Nosotros, y el 83% de la población del hemisferio norte.

Así que ahí estamos, apoyados en el banco de la cocina
con un plato de pan de molde de miga esponjosa,
y le damos bocados mecánicamente intentando masticar
esa masa blanca, que se hace bola por momentos.

Entonces nos distraemos un instante, para darnos cuenta
de que la tarde se presenta tan desierta
como un sueño en Siberia.

Un hermoso delirio a diecinueve grados bajo cero,
donde no pasa nada.

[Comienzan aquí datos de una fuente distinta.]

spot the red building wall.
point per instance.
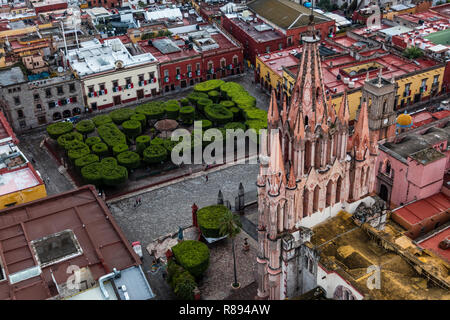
(324, 28)
(230, 67)
(251, 47)
(184, 77)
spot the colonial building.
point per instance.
(309, 172)
(111, 75)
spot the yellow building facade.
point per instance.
(411, 88)
(22, 196)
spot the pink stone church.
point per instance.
(310, 170)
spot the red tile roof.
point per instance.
(423, 209)
(433, 244)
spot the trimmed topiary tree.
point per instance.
(129, 159)
(156, 141)
(92, 174)
(141, 118)
(119, 148)
(187, 114)
(121, 115)
(77, 152)
(154, 154)
(184, 102)
(209, 85)
(86, 160)
(100, 149)
(114, 176)
(214, 95)
(90, 141)
(101, 120)
(218, 114)
(193, 256)
(208, 219)
(111, 135)
(227, 103)
(57, 129)
(152, 110)
(132, 128)
(235, 126)
(109, 162)
(206, 124)
(85, 127)
(142, 142)
(193, 97)
(202, 103)
(65, 139)
(172, 111)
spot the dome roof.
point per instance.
(404, 120)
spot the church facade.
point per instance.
(310, 168)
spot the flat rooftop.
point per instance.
(94, 57)
(11, 77)
(423, 209)
(348, 250)
(258, 30)
(432, 244)
(284, 13)
(100, 244)
(413, 143)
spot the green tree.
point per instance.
(231, 225)
(412, 53)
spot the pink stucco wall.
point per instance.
(413, 180)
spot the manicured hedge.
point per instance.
(100, 149)
(193, 256)
(119, 148)
(142, 142)
(172, 111)
(65, 139)
(154, 154)
(203, 102)
(255, 114)
(101, 120)
(169, 144)
(152, 110)
(235, 126)
(92, 140)
(184, 102)
(111, 135)
(120, 115)
(206, 124)
(208, 219)
(129, 159)
(214, 95)
(85, 127)
(218, 114)
(141, 118)
(157, 140)
(132, 128)
(114, 176)
(56, 129)
(86, 160)
(227, 103)
(181, 281)
(109, 162)
(209, 85)
(187, 114)
(193, 97)
(91, 173)
(78, 152)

Donde realmente, no vive nada.
Tragamos la bola, transformada por efecto de la lucidez
en una avalancha que desciende salvaje por la garganta,
arrasa la tráquea y estalla contra nuestro esófago.

Ahora tenemos un nido de nieve en las entrañas.
Y las malas noticias nunca llegan solas:
seguimos enteros, sin un rasguño.

Aquí, justo en este punto,
es donde las reacciones se dividen en dos grupos.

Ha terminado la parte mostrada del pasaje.